Ce matin, un roman plutôt ramassé (200 pages) qui se concentre sur un personnage marquant : il s’appelle Philippe, il a 17 ans, il vit dans une cité. C’est lui le narrateur, il est omniprésent, tout est vu à travers ses yeux.

Au centre, il y a Philippe. Philippe qui vit dans une cité et passe ses journées à traîner, fumer et piquer des bières au centre commercial. Philippe, entouré d'une mère qui le déteste ouvertement, d’un père effacé qui a renoncé depuis longtemps...
Au centre, il y a Philippe. Philippe qui vit dans une cité et passe ses journées à traîner, fumer et piquer des bières au centre commercial. Philippe, entouré d'une mère qui le déteste ouvertement, d’un père effacé qui a renoncé depuis longtemps... © Getty / Stéphane Ouzounoff

Dès les premières pages, on ressent une curieuse impression, comme si l’auteure vous le confiait, faisait tout pour que vous vous attachiez à lui alors qu’il tient le monde à distance, ne se laisse guère apprivoiser, toujours en boule sur lui-même. Le pari est réussi. Philippe est un personnage formidablement attachant, bouleversant, fascinant.

Il vit donc dans un grand immeuble, au dessus d’une dalle de béton. Son frère aîné est un beau gosse pas très malin, chouchou de sa mère qui en revanche rejette Philippe qu’elle n’a jamais aimé. Le père tient un minimum de place, il s’écrase devant sa femme qui occupe toute la place. Philippe a décroché du collège, il glande, traîne l’après-midi en compagnie d’un ou deux copains. Il voit l’avenir comme un désert, mais ne se révolte pas. Il subit, n’attend rien. Il s’ennuie.

Mais Philippe a un regard acéré, une sensibilité immense, une intelligence aiguë. Et un humour ravageur. La première partie du livre tient ainsi entre noirceur du propos et vivacité du regard du narrateur. Jusqu’au moment où un drame va tout faire basculer, aspirer le héros jusqu’à le faire disparaître à lui-même et au monde.

Le livre est aussi le portrait de la cité où vit le narrateur, un portrait très subjectif…

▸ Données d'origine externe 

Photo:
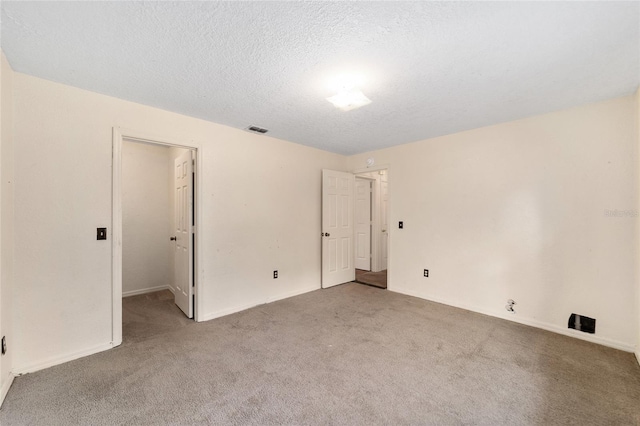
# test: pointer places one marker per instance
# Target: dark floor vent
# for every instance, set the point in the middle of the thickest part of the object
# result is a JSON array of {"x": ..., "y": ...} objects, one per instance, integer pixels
[
  {"x": 257, "y": 129},
  {"x": 582, "y": 323}
]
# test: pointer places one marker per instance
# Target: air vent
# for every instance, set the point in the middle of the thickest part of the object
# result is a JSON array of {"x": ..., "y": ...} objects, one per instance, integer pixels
[{"x": 257, "y": 129}]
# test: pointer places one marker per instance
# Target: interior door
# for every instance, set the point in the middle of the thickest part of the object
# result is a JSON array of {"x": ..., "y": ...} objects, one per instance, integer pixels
[
  {"x": 337, "y": 228},
  {"x": 384, "y": 222},
  {"x": 363, "y": 224},
  {"x": 183, "y": 228}
]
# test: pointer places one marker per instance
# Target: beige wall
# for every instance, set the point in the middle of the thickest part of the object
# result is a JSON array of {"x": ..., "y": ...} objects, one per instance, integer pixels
[
  {"x": 6, "y": 224},
  {"x": 637, "y": 232},
  {"x": 261, "y": 211},
  {"x": 146, "y": 214},
  {"x": 517, "y": 211}
]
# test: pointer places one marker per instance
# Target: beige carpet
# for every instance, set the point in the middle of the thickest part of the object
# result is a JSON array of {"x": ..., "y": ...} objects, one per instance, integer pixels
[
  {"x": 376, "y": 279},
  {"x": 351, "y": 355}
]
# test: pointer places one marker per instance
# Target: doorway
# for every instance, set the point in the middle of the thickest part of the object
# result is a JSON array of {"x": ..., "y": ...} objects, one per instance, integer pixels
[
  {"x": 376, "y": 274},
  {"x": 155, "y": 208},
  {"x": 355, "y": 227}
]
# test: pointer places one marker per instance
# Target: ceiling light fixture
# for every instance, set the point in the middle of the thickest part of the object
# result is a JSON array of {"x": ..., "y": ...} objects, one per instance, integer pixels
[{"x": 349, "y": 96}]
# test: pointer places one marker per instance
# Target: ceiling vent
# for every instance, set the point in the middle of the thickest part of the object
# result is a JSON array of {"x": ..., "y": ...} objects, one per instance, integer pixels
[{"x": 256, "y": 129}]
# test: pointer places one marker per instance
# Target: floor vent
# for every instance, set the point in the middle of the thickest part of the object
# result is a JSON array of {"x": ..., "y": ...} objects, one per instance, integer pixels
[
  {"x": 256, "y": 129},
  {"x": 582, "y": 323}
]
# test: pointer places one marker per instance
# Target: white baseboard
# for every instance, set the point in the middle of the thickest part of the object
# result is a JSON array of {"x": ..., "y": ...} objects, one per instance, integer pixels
[
  {"x": 61, "y": 359},
  {"x": 146, "y": 290},
  {"x": 5, "y": 387},
  {"x": 526, "y": 321},
  {"x": 229, "y": 311}
]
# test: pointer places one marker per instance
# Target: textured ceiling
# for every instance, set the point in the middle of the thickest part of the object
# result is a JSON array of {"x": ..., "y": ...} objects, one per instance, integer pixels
[{"x": 430, "y": 68}]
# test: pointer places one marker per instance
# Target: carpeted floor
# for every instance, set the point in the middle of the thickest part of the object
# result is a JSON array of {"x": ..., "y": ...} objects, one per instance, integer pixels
[
  {"x": 376, "y": 279},
  {"x": 352, "y": 355}
]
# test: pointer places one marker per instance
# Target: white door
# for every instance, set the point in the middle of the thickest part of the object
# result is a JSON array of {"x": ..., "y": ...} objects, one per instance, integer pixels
[
  {"x": 384, "y": 222},
  {"x": 183, "y": 228},
  {"x": 337, "y": 228},
  {"x": 363, "y": 224}
]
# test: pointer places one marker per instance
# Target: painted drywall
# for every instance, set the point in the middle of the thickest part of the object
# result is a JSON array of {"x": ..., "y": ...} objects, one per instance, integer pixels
[
  {"x": 146, "y": 249},
  {"x": 638, "y": 228},
  {"x": 540, "y": 210},
  {"x": 260, "y": 212},
  {"x": 6, "y": 223}
]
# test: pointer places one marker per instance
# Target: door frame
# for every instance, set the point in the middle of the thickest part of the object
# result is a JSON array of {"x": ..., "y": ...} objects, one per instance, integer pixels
[
  {"x": 118, "y": 136},
  {"x": 376, "y": 241},
  {"x": 372, "y": 220}
]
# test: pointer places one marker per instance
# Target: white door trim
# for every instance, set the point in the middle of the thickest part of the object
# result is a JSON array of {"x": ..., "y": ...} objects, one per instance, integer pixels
[{"x": 120, "y": 134}]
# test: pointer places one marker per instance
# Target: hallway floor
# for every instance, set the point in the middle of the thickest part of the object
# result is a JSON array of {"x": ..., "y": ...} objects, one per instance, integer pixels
[{"x": 376, "y": 279}]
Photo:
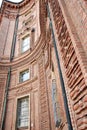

Oui, puisque tout est vu à travers ses yeux. Le livre échappe ainsi aux clichés habituels, il pénètre dans l’intimité de cette cité, il montre l’ordinaire des jours, le quotidien d’une vie dans un lieu de relégation, à la périphérie des grandes villes que l’auteure connaît bien pour y avoir vécu, pour avoir côtoyé, des années durant, les personnages qu’elle met en scène. Pas de démonstration, tout est puissamment incarné. Elle montre l’ennui, les efforts pour la survie, la débrouille, dans ces quartiers aux noms de fleurs, Les Narcisses, Les Dahlias, Les Capucines, qui tous se ressemblent, fermés sur eux-mêmes. Ce livre est ainsi un roman de l’enfermement, de l’échappée impossible.

Extrait :

La nuit tombait quand on s’est couchés sur le capot d’une voiture, au pied d’une tour, les yeux dans les nuages violets. La codéine commençait à nous faire du chaud à l’intérieur du ventre. Bruno m’a demandé :

-      Tu sais ce qu’il y a, ici, qui tue à petit feu ?

-      Non.

C’est le vertical. Tout est vertical quand tu regardes autour de toi. Y a plus d’horizontal. Ils ont bouffé l’horizon, ici. C’est ça qui tue sans qu’on s’en rende compte. T’as déjà été à la mer, Baboo ?

-      Non

-      Alors tu peux pas comprendre. Je te raconte. A la mer, t’as rien qui casse le regard. Tu vois loin et large. T’as juste le soleil, quand il se lève ou qu’il se couche, qui te tranche la ligne en deux. Mais c’est pas grave, c’est rond. Ici, tu sais pas ce que c’est que l’horizon, y’a toujours quelque chose de plus grand que toi qui te bouche la vue. A la mer, t’as les yeux qui se reposent. 

Au bout du compte, c’est le récit d’un échec…

Oui, l’échec du passage à l’âge adulte, la mort de l’enfance et puis plus rien. Le narrateur s’efface peu à peu, rêve de ciel pâle et horizontal dans lequel il pourrait se fondre. S’échapper enfin. L’auteure l’accompagne jusqu’au bout, le texte est vif, souvent cru, le regard est sans concession, mais toujours juste et bienveillant. Il s’en dégage une sorte de poésie noire à la beauté âpre. Le livre refermé, on en sort désemparé. Philippe fait partie de ces personnages que l’on n’oublie pas.

Les yeux fumés de Nathalie Sauvagnac, éd. du Masque.